Sima Nan, einer der führenden politischen Kommentatoren des Landes, wirft von der Leyen vor, dass sie China zwingen würde, sich zwischen Russland und Europa entscheiden zu müssen: „Sie versteht die Idee des Mittelwegs nicht, und sie versteht auch nicht Chinas Konzept einer menschlichen Schicksalsgemeinschaft“, so der 66-Jährige in seinem Blog. Damit wiederholt Nan, was seine Regierung stets betont: China sei eine Friedensmacht und setze sich für eine multipolare Weltordnung ein.

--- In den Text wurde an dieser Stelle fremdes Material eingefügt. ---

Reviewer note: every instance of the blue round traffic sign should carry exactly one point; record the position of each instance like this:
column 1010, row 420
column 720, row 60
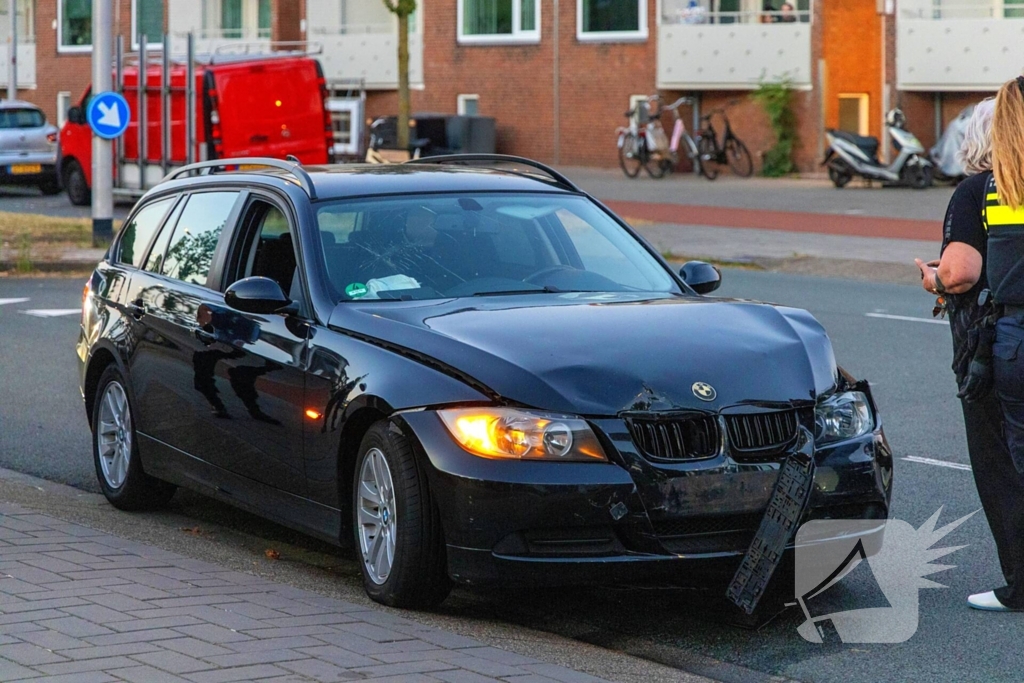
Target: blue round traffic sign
column 108, row 115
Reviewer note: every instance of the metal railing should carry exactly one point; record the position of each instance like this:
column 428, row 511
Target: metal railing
column 353, row 29
column 963, row 9
column 679, row 12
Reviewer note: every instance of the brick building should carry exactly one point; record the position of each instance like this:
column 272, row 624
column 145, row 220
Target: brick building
column 557, row 75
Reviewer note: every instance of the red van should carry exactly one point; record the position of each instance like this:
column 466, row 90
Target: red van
column 269, row 105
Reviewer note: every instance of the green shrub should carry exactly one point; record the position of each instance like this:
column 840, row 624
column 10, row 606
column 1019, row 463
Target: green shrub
column 776, row 100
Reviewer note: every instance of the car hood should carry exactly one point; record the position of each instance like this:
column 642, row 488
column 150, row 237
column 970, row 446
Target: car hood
column 600, row 354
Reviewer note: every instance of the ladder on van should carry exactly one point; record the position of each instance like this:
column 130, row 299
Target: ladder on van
column 133, row 176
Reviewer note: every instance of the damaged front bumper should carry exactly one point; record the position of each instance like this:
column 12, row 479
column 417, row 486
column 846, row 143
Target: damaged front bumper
column 627, row 520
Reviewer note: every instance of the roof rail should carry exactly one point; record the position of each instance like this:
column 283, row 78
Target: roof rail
column 498, row 159
column 303, row 178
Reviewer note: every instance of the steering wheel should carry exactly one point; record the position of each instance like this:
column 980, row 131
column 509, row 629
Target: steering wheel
column 550, row 270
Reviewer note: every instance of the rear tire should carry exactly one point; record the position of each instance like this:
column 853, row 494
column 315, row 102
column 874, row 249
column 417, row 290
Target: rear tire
column 115, row 450
column 840, row 173
column 916, row 174
column 739, row 158
column 397, row 527
column 50, row 186
column 708, row 158
column 631, row 155
column 74, row 179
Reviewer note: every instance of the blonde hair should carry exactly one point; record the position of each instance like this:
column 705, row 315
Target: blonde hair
column 1008, row 143
column 975, row 154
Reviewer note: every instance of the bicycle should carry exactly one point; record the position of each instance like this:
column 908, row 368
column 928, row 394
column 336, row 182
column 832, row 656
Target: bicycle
column 637, row 146
column 731, row 152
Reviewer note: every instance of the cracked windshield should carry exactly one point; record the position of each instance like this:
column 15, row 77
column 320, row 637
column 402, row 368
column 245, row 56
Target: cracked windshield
column 480, row 245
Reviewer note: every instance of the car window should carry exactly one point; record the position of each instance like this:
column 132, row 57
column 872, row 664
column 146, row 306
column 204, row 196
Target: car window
column 189, row 253
column 449, row 246
column 26, row 118
column 155, row 262
column 267, row 249
column 135, row 236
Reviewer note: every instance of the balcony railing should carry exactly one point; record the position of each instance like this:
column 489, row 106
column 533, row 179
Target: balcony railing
column 680, row 11
column 963, row 9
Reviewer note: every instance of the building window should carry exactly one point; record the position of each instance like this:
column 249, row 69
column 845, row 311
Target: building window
column 148, row 22
column 64, row 103
column 74, row 26
column 853, row 109
column 499, row 20
column 237, row 18
column 611, row 19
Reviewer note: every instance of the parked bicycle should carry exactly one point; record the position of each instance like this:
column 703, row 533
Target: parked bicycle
column 731, row 152
column 637, row 141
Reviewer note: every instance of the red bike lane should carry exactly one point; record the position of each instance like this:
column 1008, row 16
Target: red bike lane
column 788, row 221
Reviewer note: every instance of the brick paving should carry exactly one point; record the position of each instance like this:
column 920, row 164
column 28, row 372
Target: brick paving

Im Internet herrscht ein rauerer Wind. Auf der Online-Plattform Weibo wird Ursula von der Leyen teils auf vulgäre Art beleidigt – von einer „alten Hexe“ ist da die Rede, andere User bezeichnen sie als „Hündin der USA“ oder als ein „anti-chinesisches Element“. Solch ein rüder Ton mag im Internet normal sein, doch verfügt China über einen der rigidesten Zensurapparate der Welt: Würde ein Kommentator auch nur eine beleidigende Silbe gegenüber Xi Jinping verfassen, wäre das Posting binnen Sekunden gelöscht – und bald stünden Polizeibeamte vor der Tür des Verfassers.